Is there any place in P'cola area that sells the HT-100 washers for a reasonable price and will ship them? I have found them for $1 each in NJ, but would rather support someone local to the forum (not to me though) or a member. If they carry other Mitchell goodies as well, that would be great!

I'm about to build five surf combos. Four 302/402's and one 303/403. So I will need a handful of washers, some crosswind cams, etc. I'll probably buy one PUM to try one out and then buy 4 more if I like them. Yes I know 303/403 PUM is different. I'm also going to get aluminum knobs for them all, but I already promised Cajun Creationz that I would get them from him for his help with learning to paint with automotive finishes.


----------



## mitchell master (May 23, 2012)

*mitchell*

The fisherman Destin fl has all the stuff you listed including the 303 pum.


----------



## Squidder (Apr 20, 2009)

I have custom cut carbon fiber washers for the 302/402/303/403 reels as well as many Penn varieties. I also have crosswinds and other Mitchell after market upgrade parts. I do not have 303 PUMs. Let me know if I can help. Hi Mitchell Master! Welcome to my neck of the woods!

Rick C.


----------



## mitchell master (May 23, 2012)

Squidder said:


> I have custom cut carbon fiber washers for the 302/402/303/403 reels as well as many Penn varieties. I also have crosswinds and other Mitchell after market upgrade parts. I do not have 303 PUMs. Let me know if I can help. Hi Mitchell Master! Welcome to my neck of the woods!
> 
> Rick C.


Thanks Ric glad to be here.


----------



## NoMoSurf (Oct 2, 2007)

mitchell master said:


> The fisherman Destin fl has all the stuff you listed including the 303 pum.


 
Yeah, I have bought some stuff from him. Great guy, but is very proud of the washers. I was also trying to stay local (to you guys) to help the forum.

Squidder, sending PM.


----------



## Ocean Master (May 20, 2008)

Just tell me which washers you need (6-???). I might have them and I have many sheets of Carbontex material.


I do have the 6-155 HT-100's. How many do you need? $1.00 each mailed to you.


----------



## Ocean Master (May 20, 2008)

Cliff,

The HT-100's and the Carbontex drag washers are on the way to your house..!!


----------



## NoMoSurf (Oct 2, 2007)

Ocean Master said:


> Cliff,
> 
> The HT-100's and the Carbontex drag washers are on the way to your house..!!

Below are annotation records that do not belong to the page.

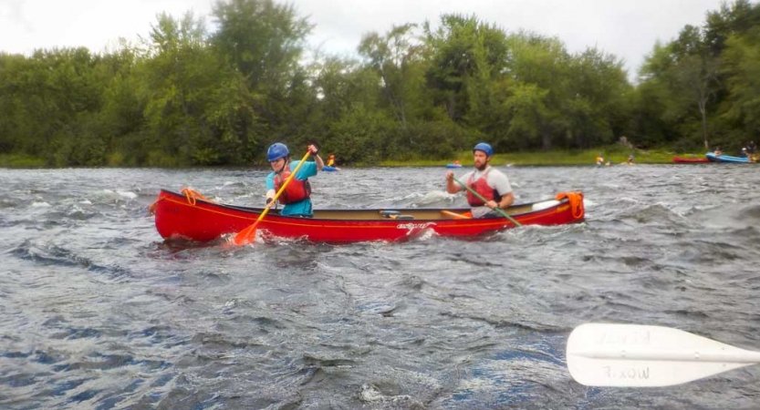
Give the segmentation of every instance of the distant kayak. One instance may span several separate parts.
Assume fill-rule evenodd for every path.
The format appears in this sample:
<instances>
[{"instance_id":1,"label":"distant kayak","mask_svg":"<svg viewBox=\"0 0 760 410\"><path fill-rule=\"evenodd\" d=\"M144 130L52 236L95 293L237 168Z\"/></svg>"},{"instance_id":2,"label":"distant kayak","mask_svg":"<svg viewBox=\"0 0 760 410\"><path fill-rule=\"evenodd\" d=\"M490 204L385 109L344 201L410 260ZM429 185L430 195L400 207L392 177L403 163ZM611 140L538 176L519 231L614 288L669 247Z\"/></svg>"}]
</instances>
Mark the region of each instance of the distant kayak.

SWEET! Keith, you are the man!


----------



## Ocean Master (May 20, 2008)

NoMoSurf said:


> SWEET! Keith, you are the man!


.75 cents for the HT-100's and .90 cents for the Carbontex.


----------



## mitchell master (May 23, 2012)

OM pm me i would like to get 8-6 -155 and 8 for my penn 704 .forgot the#


----------



## NoMoSurf (Oct 2, 2007)

mitchell master said:


> OM pm me i would like to get 8-6 -155 and 8 for my penn 704 .forgot the#


I'm not sure if his PM is working. I have PM'ed him twice in the past few days with no reply. He is usually spot on with the replies. I haven't seen him post much in the past few days either. I hope all is well with him.


----------



## mitchell master (May 23, 2012)

He pm me on the 30th but i dont know if he received mine.+1 on everything being alright.


----------